As he went on, the awakened curate grew almost eloquent. His face shone with earnestness. Even Helen found her gaze fixed upon him, though she had not a notion what he was talking about. He closed at length with these words:

"After the confession I have now made to you, a confession which I have also entreated everyone to whom it belongs to make to himself and his God, it follows that I dare not call myself a Christian. How should such a one as I know anything about that which, if it be true at all, is the loftiest, the one all-absorbing truth in the universe? How should such a fellow as I"—he went on, growing scornful at himself in the presence of the truth—"judge of its sacred probabilities? or, having led such a life of simony, be heard when he declares that such a pretended message from God to men seems too good to be true? The things therein contained I declare good, yet went not and did them. Therefore am I altogether out of court, and must not be heard in the matter.

"No, my hearers, I call not myself a Christian, but I call everyone here who obeys the word of Jesus, who restrains anger, who declines judgment, who practises generosity, who loves his enemies, who prays for his slanderers, to witness my vow, that I will henceforth try to obey him, in the hope that he whom he called God and his Father, will reveal to him whom you call your Lord Jesus Christ, that into my darkness I may receive the light of the world!"

"A professed infidel!" said Mrs. Ramshorn. "A clever one too! That was a fine trap he laid for us, to prove us all atheists as well as himself! As if any mere mortal COULD obey the instructions of the Saviour! He was divine; we are but human!"

She might have added, "And but poor creatures as such," but did not go so far, believing herself more than an average specimen.

But there was one shining face which, like a rising sun of love and light and truth, "pillowed his chin," not "on an orient wave," but on the book-board of a free seat. The eyes of it were full of tears, and the heart behind it was giving that God and Father thanks, for this was more, far more than he had even hoped for, save in the indefinite future. The light was no longer present as warmth or vivification alone, but had begun to shine as light in the heart of his friend, to whom now, praised be God! the way lay open into all truth. And when the words came, in a voice that once more trembled with emotion—"Now to God the Father,"—he bent down his face, and the poor, stunted, distorted frame and great grey head were grievously shaken with the sobs of a mighty gladness. Truth in the inward parts looked out upon him from the face of one who stood before the people their self-denied teacher! How would they receive it? It mattered not. Those whom the Father had drawn, would hear.

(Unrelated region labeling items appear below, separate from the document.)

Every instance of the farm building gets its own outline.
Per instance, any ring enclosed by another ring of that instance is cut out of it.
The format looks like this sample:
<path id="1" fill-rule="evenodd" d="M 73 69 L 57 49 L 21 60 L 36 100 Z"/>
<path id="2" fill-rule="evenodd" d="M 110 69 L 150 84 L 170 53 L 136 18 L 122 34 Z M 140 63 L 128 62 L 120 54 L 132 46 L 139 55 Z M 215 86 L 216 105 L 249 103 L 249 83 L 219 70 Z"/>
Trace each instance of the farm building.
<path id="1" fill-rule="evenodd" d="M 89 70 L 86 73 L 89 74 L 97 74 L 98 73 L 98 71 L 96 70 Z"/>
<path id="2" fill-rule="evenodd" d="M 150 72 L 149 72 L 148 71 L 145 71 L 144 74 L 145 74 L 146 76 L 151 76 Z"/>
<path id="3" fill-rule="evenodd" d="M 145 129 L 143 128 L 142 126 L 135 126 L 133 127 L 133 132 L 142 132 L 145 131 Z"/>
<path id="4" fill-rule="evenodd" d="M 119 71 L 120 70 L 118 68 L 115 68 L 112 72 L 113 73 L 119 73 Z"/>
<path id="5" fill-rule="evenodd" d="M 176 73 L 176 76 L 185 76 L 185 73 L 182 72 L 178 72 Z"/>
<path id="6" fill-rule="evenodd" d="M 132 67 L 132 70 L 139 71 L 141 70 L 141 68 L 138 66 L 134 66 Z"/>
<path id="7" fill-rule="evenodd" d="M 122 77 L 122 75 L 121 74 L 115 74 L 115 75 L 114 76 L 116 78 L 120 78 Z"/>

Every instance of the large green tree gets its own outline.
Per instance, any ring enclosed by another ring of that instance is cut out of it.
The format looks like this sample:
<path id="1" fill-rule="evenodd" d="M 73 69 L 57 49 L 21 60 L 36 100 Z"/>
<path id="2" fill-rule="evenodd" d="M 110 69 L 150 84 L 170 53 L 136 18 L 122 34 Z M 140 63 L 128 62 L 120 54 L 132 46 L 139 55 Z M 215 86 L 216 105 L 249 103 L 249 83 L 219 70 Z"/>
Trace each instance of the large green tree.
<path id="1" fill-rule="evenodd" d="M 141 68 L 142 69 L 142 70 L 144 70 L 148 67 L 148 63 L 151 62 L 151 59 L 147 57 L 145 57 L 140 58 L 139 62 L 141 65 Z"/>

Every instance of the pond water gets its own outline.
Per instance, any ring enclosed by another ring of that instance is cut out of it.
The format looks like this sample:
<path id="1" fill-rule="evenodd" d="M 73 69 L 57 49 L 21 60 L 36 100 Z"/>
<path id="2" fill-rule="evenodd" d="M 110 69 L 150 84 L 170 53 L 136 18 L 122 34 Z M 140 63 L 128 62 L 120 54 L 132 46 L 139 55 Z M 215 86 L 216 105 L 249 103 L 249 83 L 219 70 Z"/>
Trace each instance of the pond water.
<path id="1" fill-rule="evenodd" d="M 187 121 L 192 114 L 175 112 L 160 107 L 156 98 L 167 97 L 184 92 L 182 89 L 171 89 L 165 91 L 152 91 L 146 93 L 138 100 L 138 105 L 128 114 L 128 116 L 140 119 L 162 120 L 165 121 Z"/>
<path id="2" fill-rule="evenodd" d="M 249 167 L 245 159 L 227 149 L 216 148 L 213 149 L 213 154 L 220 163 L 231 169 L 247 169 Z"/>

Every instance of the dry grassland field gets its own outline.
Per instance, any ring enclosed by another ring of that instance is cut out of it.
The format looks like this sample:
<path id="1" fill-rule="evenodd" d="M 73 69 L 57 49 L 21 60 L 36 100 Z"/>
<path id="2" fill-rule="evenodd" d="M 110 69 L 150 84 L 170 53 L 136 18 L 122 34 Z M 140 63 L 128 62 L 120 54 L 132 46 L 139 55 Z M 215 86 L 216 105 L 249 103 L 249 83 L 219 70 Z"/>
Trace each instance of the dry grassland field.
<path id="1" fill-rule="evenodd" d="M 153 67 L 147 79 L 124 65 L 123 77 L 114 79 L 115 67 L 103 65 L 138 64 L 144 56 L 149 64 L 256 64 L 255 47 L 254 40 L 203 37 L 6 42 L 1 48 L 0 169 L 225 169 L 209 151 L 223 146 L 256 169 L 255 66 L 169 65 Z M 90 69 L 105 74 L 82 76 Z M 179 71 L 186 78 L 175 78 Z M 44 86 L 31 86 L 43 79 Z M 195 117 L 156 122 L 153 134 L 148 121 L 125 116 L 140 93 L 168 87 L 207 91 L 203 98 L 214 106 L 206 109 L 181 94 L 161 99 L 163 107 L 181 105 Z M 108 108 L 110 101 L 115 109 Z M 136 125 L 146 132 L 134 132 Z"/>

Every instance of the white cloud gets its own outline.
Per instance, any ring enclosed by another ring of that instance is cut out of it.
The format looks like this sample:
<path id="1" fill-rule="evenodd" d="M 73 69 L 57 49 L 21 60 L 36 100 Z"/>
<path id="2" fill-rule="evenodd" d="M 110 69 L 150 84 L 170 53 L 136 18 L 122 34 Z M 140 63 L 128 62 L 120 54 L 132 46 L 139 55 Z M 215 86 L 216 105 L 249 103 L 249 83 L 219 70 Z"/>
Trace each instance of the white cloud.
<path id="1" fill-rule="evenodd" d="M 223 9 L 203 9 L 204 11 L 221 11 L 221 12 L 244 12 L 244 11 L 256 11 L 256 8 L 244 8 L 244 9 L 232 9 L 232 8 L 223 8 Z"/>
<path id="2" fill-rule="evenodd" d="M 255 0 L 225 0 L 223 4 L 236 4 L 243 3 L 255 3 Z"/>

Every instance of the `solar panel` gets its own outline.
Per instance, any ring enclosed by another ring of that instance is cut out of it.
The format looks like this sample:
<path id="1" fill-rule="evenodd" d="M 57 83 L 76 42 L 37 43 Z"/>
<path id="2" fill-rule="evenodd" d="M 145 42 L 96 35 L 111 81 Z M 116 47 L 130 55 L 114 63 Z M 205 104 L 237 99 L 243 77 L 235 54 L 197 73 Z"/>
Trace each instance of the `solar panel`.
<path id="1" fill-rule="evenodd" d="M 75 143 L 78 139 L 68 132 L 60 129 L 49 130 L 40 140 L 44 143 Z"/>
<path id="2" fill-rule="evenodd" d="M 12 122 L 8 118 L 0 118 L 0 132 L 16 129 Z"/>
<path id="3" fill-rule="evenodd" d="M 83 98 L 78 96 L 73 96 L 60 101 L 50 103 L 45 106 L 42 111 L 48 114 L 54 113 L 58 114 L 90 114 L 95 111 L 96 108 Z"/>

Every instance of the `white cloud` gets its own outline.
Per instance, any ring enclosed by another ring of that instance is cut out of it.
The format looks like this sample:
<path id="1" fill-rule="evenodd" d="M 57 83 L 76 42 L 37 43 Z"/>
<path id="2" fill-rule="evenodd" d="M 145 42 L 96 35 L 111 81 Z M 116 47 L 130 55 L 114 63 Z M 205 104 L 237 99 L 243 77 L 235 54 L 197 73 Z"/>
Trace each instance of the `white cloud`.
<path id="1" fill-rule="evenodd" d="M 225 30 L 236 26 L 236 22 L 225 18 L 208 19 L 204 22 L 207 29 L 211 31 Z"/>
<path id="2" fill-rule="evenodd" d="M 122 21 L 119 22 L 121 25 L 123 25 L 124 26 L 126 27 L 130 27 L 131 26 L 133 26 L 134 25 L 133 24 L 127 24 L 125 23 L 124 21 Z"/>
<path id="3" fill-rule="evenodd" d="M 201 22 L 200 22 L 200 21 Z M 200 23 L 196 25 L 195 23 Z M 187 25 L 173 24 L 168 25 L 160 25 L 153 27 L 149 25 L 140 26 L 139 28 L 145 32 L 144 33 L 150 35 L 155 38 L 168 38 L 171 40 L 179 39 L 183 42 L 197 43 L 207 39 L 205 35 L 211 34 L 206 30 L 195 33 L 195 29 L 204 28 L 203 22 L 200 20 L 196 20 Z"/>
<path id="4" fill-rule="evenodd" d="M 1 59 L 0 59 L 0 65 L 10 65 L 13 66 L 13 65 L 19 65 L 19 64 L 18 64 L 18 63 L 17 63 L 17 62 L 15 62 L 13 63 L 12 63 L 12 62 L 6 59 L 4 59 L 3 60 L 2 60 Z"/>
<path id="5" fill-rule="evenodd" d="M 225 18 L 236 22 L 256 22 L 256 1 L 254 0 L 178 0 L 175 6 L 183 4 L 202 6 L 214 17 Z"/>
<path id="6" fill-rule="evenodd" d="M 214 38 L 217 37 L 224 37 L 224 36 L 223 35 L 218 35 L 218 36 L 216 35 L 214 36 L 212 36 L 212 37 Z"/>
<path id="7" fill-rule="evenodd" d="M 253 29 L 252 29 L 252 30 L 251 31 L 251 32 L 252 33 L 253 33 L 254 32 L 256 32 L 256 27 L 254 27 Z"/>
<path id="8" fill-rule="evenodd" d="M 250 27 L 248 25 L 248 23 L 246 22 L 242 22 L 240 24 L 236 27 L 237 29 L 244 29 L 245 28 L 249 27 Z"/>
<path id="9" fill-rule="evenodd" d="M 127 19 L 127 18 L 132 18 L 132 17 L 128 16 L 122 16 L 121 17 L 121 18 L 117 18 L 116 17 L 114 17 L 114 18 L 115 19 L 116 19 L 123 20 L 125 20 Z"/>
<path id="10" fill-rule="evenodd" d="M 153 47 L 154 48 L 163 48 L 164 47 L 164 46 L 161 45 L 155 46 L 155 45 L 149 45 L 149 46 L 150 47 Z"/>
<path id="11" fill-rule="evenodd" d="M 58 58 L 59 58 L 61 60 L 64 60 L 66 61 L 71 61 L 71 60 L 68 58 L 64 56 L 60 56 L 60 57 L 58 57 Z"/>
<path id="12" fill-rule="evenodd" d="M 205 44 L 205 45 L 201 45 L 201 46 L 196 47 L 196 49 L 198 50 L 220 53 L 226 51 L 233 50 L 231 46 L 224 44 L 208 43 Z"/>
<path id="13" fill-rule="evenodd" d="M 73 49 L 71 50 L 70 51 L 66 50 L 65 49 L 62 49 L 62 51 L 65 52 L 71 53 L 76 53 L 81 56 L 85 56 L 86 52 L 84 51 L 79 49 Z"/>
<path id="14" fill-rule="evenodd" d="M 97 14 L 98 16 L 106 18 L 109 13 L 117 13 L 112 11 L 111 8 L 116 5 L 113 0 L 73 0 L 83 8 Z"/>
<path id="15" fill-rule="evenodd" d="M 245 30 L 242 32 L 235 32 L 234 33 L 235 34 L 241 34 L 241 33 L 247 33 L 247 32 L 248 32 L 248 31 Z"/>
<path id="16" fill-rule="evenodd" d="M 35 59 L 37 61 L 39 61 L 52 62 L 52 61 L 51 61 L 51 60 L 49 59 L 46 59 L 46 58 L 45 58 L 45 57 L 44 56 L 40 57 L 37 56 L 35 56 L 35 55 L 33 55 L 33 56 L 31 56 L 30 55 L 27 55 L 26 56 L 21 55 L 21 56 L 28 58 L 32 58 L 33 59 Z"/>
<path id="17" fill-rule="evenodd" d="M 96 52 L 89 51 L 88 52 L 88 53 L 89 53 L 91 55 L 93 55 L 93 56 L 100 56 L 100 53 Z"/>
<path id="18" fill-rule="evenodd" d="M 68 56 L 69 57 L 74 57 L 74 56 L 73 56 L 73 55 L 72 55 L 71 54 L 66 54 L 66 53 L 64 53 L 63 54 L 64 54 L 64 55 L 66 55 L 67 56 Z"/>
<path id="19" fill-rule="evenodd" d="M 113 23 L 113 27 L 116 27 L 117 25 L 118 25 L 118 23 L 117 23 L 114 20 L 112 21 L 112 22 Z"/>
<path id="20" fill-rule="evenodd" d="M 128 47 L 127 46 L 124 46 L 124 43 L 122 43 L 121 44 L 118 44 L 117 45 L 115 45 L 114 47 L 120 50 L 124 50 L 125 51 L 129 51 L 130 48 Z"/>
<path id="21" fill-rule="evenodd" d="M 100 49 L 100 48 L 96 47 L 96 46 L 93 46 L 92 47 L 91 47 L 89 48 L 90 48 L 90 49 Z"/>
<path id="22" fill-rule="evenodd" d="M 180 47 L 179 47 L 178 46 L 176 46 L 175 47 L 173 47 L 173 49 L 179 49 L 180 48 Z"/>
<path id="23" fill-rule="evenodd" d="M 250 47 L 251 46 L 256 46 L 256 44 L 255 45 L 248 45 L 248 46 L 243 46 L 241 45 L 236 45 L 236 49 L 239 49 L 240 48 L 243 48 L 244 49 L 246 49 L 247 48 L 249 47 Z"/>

Polwarth neither sought the curate in the vestry, waited for him at the church-door, nor followed him to his lodging. He was not of those who compliment a man on his fine sermon. How grandly careless are some men of the risk of ruin their praises are to their friends! "Let God praise him!" said Polwarth; "I will only dare to love him." He would not toy with his friend's waking Psyche.



CHAPTER XXXII.

HOPES.



It was the first Sunday Helen had gone to church since her brother came to her. On the previous Sunday he had passed some crisis and begun to improve, and by the end of the week was so quiet, that longing for a change of atmosphere, and believing he might be left with the housekeeper, she had gone to church. On her return she heard he was no worse, although he had "been a-frettin' after her." She hurried to him as if he had been her baby.

"What do you go to church for?" he asked, half-petulantly, like a spoilt child, with languid eyes whence the hard fire had vanished. "What's the use of it?"